"Book of Eli" Is a Difficult Cheer for Persons of Faith
Gallons of ink and billions of blog pixels have already been spilled over "The Book of Eli," one of the first big-budget adventure films of 2010. That it has overtly religious - dare I say, Christian - overtones is not in question. But is it really something that Christians can be comfortable with?
The movie in a nutshell
If you haven't seen the movie yet, here's the plot in a thumbnail: After a nuclear holocaust destroyed the world thirty years ago, only one Bible has survived. Eli (Denzel Washington), having been charged by God with the task of protecting it, is on a crosscountry hike to a place where he knows it will be protected and reprinted. Along his journey, he runs into Carnegie (Gary Oldman), a wicked, slippery character who runs a Western town with his group of typical movie henchmen. Carnegie wants his mitts on that Bible because he believes that with it, he can manipulate people and expand his empire. After a standoff between Eli and Carnegie (where God magically deflects bullets from Eli), the latter takes off with Carnegie's daughter Solara (Mila Kunis), and they make their way to California. Once arrived, Eli gives the Bible to a group that can reprint it and promptly dies. Solara takes one of the Bibles and sets off into the sunset, the first post-apocalyptic Christian missionary.
So what's the problem?
First of all, let me hasten to assure you that I liked the movie. Snobs at Rotten Tomatoes notwithstanding, I felt that the film was better than a spaghetti Western. The production quality was definitely big-budget Hollywood, not the campy, cheap look of recent Christian films like "Facing the Giants" and "Fireproof." Unlike those films, it includes a healthy dose of profanity. And I have to admit, as a Christian, I often come away from films that mention the Bible with my teeth on edge. Hollywood is none too kind to the Bible. It seems perfectly content with respecting every religion except Christianity, and the Bible always gets misquoted, if quoted at all. (Think Jack Black, Jesus water into wine, for instance.) This movie had none of that. The Bible was respected, treated as something desirable. Oh sure, people misuse it, and the movie is honest about that. But still, there was something refreshing about seeing Eli reciting long passages of Holy Writ from memory, honoring the Bible in a way I've never seen before in a Hollywood action film.
BUT
"Book of Eli" is an incredibly violent movie. People waylay others on the road and eat them, their hands shaking with desire. People blow people up, people punch people out, people kill each other for fresh water, people shoot huge holes in houses and throw bombs at people. Bones crunch, blood flows freely, and severed limbs litter the bleak landscape. Solara tries to seduce Eli, starting to open his pants. She does this because her loving father Carnegie sends her to do it, and when Eli teaches her to pray that night instead of having sex with her, her loving father Carnegie grabs her mother and chokes her till Solara admits that Eli is, in fact, carrying a Bible with him. The whole movie has a feeling of despair, or evil, or waste, or something. In the last thirty years since the nuclear attack, the worst side of humankind has come out, and violence like a cancer has eaten through its humanity.

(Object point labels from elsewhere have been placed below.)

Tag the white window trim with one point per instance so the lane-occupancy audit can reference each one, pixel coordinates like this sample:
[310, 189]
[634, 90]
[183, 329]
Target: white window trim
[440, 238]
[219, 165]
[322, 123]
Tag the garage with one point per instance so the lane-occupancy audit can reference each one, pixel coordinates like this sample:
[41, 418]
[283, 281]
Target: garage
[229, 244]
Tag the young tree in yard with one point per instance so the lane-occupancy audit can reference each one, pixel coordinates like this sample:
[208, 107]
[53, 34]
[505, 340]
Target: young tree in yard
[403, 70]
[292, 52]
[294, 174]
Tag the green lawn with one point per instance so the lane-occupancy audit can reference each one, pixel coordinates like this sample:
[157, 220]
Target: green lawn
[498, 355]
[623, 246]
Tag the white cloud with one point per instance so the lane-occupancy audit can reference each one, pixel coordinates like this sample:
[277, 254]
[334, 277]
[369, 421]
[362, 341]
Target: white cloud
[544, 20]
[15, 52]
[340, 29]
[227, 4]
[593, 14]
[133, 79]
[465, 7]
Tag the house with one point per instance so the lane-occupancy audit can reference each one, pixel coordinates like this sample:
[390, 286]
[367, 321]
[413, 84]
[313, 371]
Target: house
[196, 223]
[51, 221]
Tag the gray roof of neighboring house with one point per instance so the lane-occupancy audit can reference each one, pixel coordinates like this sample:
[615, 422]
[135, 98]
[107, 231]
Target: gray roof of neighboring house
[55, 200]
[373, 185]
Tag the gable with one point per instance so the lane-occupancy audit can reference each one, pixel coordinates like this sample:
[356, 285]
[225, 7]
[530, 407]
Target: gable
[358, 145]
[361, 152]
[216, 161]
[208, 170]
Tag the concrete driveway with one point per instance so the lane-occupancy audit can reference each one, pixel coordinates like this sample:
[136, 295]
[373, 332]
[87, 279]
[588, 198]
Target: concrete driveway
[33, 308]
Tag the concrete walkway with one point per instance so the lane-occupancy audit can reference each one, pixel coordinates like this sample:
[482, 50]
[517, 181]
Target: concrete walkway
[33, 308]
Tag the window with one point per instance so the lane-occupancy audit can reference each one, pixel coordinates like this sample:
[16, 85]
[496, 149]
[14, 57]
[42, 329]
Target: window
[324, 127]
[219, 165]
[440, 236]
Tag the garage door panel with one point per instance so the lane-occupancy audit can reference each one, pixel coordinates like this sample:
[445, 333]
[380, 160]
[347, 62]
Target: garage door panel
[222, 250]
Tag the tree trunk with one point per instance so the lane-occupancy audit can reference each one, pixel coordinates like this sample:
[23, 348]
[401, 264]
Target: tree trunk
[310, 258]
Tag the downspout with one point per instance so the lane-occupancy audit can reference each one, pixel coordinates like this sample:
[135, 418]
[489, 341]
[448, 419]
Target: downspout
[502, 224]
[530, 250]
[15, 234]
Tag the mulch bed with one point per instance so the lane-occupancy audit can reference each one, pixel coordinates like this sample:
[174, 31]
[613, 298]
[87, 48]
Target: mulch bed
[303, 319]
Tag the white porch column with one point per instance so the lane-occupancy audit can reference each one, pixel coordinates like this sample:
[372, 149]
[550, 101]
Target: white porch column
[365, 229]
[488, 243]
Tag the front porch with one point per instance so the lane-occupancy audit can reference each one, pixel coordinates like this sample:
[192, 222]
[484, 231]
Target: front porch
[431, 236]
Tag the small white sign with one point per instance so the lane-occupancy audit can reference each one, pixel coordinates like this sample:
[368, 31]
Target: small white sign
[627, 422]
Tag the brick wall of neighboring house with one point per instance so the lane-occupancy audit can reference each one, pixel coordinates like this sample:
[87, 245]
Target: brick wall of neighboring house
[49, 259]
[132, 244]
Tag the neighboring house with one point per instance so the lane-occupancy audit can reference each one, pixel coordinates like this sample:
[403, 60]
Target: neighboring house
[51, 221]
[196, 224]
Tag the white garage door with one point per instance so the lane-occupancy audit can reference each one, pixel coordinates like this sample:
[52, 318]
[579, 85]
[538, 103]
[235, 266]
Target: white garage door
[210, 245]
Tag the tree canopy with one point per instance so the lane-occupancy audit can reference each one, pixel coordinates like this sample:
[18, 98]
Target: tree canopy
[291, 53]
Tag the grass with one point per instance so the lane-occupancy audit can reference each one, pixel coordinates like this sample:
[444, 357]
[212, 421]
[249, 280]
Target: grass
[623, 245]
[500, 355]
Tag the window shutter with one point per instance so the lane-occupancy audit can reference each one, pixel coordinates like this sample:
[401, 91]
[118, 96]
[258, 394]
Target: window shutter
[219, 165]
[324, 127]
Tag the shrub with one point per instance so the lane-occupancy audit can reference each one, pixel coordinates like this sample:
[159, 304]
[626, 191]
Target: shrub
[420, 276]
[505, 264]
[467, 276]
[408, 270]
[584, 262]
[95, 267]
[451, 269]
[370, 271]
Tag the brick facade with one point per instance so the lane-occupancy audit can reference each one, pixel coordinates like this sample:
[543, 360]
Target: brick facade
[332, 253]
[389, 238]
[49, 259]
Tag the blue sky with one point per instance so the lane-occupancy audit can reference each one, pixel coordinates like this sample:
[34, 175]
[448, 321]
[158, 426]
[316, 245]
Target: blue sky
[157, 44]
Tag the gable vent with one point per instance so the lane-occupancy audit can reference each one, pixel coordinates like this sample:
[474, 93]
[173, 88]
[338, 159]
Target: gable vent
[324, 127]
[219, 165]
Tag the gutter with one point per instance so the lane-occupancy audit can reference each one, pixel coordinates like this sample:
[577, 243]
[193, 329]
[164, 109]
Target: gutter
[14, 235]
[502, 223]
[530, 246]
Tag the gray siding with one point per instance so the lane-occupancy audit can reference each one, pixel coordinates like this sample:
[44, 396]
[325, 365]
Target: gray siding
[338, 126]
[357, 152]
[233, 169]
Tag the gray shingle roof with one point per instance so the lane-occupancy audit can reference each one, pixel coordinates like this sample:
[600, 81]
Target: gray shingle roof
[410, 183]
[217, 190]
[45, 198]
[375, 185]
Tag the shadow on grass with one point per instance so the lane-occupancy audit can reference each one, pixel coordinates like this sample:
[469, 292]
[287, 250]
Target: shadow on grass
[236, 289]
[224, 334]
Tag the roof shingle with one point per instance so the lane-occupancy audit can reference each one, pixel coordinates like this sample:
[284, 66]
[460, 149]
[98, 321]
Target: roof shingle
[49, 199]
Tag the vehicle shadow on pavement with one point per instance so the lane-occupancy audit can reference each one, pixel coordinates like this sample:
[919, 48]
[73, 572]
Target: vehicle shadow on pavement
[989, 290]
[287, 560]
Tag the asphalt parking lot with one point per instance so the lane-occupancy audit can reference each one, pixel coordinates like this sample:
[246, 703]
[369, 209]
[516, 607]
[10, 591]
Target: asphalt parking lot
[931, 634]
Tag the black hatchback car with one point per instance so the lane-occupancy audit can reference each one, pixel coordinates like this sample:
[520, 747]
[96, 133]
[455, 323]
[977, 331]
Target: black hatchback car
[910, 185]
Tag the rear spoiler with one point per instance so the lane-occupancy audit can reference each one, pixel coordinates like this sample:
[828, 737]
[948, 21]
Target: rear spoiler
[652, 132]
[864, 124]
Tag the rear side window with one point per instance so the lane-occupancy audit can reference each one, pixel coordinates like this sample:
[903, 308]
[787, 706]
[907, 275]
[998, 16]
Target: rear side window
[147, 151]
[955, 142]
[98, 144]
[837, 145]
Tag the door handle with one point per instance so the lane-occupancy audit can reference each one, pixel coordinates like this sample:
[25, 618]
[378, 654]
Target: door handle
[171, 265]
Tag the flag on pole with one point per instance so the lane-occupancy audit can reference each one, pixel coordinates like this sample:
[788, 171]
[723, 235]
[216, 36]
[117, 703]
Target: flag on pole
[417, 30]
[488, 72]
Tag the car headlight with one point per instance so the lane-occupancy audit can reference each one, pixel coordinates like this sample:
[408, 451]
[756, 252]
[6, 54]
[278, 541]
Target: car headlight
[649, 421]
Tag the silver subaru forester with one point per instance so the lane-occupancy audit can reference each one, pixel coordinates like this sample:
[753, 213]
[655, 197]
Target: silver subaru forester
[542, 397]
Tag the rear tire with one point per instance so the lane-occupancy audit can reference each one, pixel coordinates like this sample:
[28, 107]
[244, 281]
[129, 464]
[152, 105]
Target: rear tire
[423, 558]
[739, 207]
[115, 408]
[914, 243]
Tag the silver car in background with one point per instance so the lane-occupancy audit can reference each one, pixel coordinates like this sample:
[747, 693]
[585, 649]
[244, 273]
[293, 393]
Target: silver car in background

Sip the Honey, Throw Away the Sting?
"Book of Eli" is a movie that tries to straddle two worlds. It seeks to bridge the gap between adventure film and Gospel sermon. In some ways, it does this task admirably. Some have compared it to a modern Pilgrim's Progress.
However, I feel a bit uneasy about a few of the messages in this film. For instance, Islamic terrorism kills more people every year than the Spanish Inquisition did in its whole 300-year existence. Yet people constantly harp on how awful the Catholic Church was, lumping in all Christians with a small number of very un-Christlike nominal "Christians" who killed in the name of money. In the same way, "Book of Eli" reinforces the notion that religion is by nature a violent thing, and that the only way to cleanse the air of evil is to use weapons. Preferably with lots of high-power ammunition.
As Christians, we subscribe to a different creed. "Your Word is eternal, oh Lord," writes the Psalmist. "It stands firm in the heavens." The Bible is the most printed, most translated, most hated, and most attacked book ever. It has survived more persecutions, more burnings, and more purgings - even by "Christians" - than any other book. And it has survived, even thrived. Untold thousands of people like Tyndale have given their lives to protect the Book - but they did not take lives in its defence. There will never come a day when one man with a machete and a pair of sunglasses has to defend the last Bible. God will take care of that.